In office, he said he hoped to ensure that employees of Norwich were compensated fairly for their work and would “not be seen as the target of budget cuts.” Citing the enormous cost of the July 1 storm, among other weather disasters, he also expressed a desire to prepare the town for the “inevitable unexpected expenses that arrive as (the) climate changes.”

In the race for a three-year seat on the Selectboard, Mary Layton, the current chairwoman, is running for re-election against Marcia Calloway, a Hopson Lane resident who has been outspoken in her opposition to planning and zoning changes that could encourage development in the Route 5 South area.

Layton, who teaches at Open Fields School in Thetford, joined the board in 2015 and has been chairwoman for the past year. She cited her role in the police and fire facilities renovations, the hiring of a new town manager and other major initiatives in an interview earlier this month.

Another reason for her to run again was a desire for continuity in times of change for the town, Layton said.

“We’re getting into a transitional time in Norwich where many of the department heads are reaching retirement age,” Layton said, perhaps referring to the imminent retirement of Fire Chief Steve Leinoff, among others. “I want that to be a smooth process.”

If she were elected to a second term, Layton said, she hopes to focus on the town’s capital reserve funds, among other issues, thinking about how best to plan and save for the community’s future.

“I love my town,” she said. “I feel like this is a chance to give back.”

Calloway, her challenger, is an attorney who works at Dartmouth College and has been among a group of vocal opponents to planning and zoning proposals that they fear could encourage too much development in town.

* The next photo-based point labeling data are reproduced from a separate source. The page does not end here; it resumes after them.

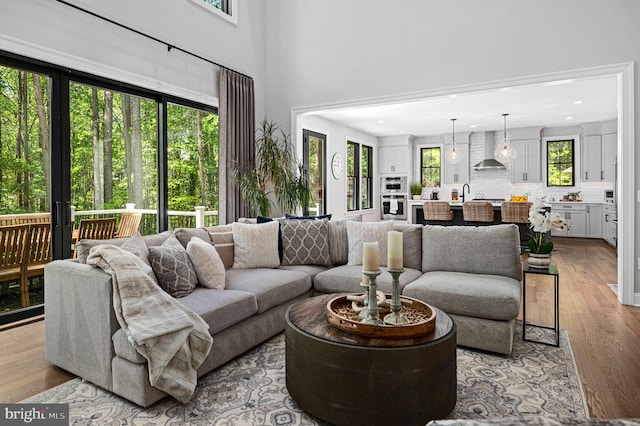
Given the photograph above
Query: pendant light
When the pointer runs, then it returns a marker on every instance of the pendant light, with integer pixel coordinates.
(505, 151)
(454, 154)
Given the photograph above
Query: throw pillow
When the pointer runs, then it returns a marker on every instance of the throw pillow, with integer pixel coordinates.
(173, 268)
(305, 242)
(207, 263)
(255, 246)
(365, 232)
(222, 239)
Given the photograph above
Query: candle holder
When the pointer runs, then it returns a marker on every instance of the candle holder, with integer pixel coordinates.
(395, 318)
(372, 311)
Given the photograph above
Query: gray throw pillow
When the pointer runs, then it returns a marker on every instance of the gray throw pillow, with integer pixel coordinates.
(172, 268)
(305, 242)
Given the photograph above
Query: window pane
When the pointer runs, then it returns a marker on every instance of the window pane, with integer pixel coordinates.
(113, 154)
(430, 166)
(25, 174)
(192, 157)
(560, 163)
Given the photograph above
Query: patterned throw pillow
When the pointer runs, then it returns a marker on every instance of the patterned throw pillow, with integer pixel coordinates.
(207, 263)
(367, 232)
(173, 268)
(255, 246)
(305, 242)
(222, 239)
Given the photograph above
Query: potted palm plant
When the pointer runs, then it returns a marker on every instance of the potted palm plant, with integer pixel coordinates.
(275, 174)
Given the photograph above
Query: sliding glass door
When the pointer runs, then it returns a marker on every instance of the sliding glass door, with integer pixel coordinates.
(75, 147)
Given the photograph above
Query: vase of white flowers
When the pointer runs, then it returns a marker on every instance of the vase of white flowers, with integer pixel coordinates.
(541, 222)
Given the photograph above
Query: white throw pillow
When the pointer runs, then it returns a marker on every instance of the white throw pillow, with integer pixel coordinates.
(207, 263)
(367, 232)
(255, 246)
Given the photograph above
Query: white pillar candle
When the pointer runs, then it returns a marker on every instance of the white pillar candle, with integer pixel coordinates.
(394, 250)
(370, 256)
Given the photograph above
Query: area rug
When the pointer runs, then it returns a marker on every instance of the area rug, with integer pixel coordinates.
(536, 380)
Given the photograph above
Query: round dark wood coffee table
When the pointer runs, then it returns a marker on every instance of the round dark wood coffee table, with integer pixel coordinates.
(347, 379)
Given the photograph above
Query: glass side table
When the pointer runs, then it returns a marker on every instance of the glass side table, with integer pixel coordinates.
(553, 272)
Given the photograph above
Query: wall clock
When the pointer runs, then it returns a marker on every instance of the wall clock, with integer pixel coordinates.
(337, 165)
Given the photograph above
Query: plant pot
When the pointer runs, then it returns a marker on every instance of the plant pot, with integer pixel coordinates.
(540, 261)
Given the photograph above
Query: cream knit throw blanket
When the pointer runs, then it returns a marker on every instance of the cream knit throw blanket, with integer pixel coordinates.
(174, 340)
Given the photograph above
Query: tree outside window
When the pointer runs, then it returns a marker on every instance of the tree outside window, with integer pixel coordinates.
(430, 166)
(560, 163)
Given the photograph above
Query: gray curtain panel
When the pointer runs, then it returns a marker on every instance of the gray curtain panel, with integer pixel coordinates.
(236, 139)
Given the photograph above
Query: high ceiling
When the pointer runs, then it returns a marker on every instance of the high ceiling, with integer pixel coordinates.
(551, 104)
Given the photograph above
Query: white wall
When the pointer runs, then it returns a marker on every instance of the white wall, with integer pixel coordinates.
(337, 136)
(55, 33)
(335, 52)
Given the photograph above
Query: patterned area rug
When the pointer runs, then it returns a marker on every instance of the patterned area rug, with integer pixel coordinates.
(536, 380)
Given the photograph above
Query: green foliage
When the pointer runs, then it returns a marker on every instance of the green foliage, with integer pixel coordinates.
(274, 172)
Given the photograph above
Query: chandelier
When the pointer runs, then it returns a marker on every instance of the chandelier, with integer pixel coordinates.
(453, 154)
(505, 151)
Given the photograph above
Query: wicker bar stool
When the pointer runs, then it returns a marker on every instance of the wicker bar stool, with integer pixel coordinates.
(437, 212)
(477, 212)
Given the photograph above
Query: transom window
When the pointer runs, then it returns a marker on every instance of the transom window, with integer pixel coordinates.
(560, 163)
(430, 171)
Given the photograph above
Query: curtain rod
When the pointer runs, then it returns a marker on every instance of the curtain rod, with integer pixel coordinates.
(169, 45)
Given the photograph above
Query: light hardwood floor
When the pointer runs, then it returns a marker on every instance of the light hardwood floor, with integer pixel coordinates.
(604, 335)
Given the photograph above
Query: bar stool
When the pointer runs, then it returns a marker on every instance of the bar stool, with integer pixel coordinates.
(518, 213)
(437, 211)
(477, 212)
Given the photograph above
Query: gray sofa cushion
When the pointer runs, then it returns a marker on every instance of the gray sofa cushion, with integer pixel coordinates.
(491, 249)
(476, 295)
(271, 287)
(411, 244)
(221, 308)
(347, 279)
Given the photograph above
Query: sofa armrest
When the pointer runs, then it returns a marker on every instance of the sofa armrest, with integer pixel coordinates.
(79, 320)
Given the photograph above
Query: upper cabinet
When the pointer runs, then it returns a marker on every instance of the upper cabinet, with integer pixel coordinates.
(599, 157)
(526, 166)
(457, 173)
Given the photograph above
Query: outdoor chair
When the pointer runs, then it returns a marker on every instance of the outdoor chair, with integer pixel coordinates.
(13, 249)
(38, 255)
(129, 224)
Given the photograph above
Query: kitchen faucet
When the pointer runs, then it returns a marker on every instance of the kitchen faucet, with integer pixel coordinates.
(468, 191)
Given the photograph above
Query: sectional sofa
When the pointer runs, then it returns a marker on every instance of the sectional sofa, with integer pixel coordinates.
(472, 273)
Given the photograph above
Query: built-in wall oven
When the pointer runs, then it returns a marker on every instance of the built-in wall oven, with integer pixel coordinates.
(393, 198)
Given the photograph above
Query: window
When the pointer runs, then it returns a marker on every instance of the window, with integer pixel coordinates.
(430, 166)
(359, 176)
(226, 9)
(560, 163)
(366, 186)
(353, 172)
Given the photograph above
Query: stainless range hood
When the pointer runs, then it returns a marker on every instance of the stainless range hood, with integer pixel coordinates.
(489, 162)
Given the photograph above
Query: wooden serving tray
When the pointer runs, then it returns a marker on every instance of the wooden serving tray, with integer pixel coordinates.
(421, 317)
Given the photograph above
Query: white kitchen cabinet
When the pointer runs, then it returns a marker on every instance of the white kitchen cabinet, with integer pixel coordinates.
(457, 173)
(594, 220)
(609, 156)
(599, 157)
(526, 166)
(394, 159)
(575, 216)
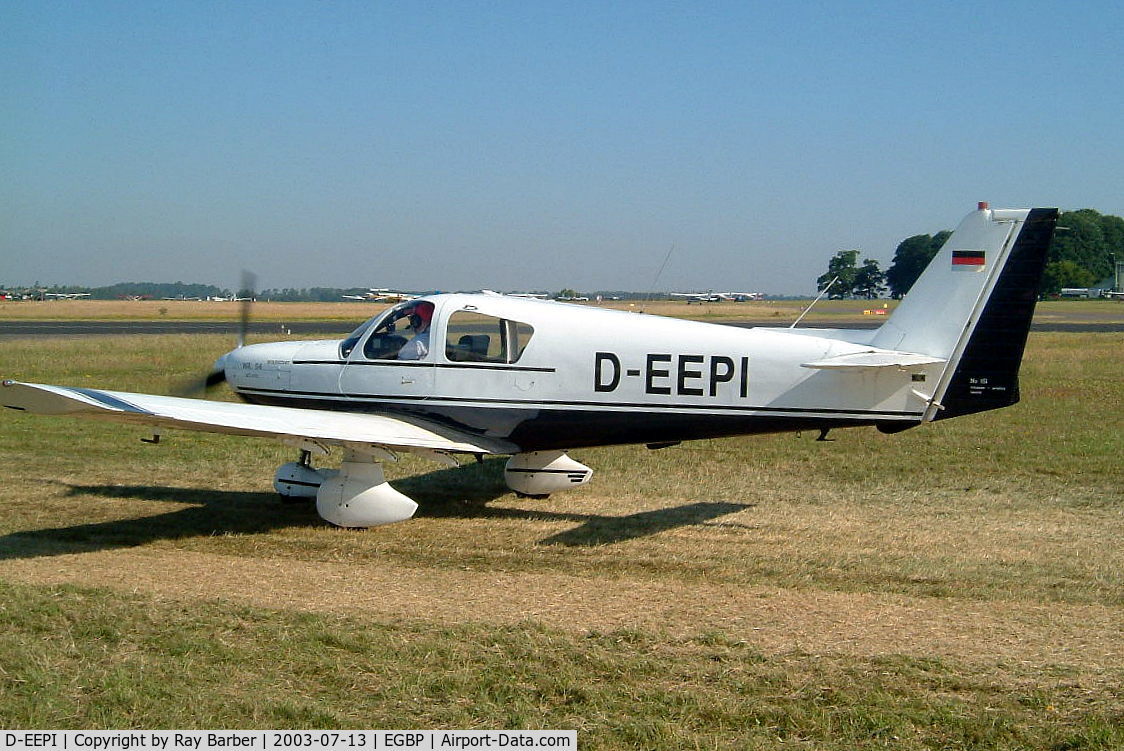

Calloway said in an interview this week that she was running to bring transparency to local government. Throughout the Planning Commission’s and Selectboard’s work on revisions to the Town Plan, a document that articulates the community’s vision for land use, Calloway raised questions about the degree to which board members were including residents’ points of view.

“It’s good to have dialog and debate,” she said, “and I think there should always be room for opinions, and I want to see that we do all we can to elicit these opinions.”

For experience, Calloway cited her legal education as a “useful toolkit” for governance, as well as her past service on the boards of local Montessori schools. Besides her interest in open government, Calloway said, she isn’t hoping to promote specific issues as a board member.

“To some extent you shouldn’t come into something with a pre-formed agenda,” she said. “Rather, you’re supposed to be serving people and making sure that everybody has a sustainable environment to live in.”

The voting portion of Town Meeting takes place from 7 a.m. to 7 p.m. on March 6, and the floor meeting will open for debate the night before at 7 p.m. Both events are at Tracy Hall.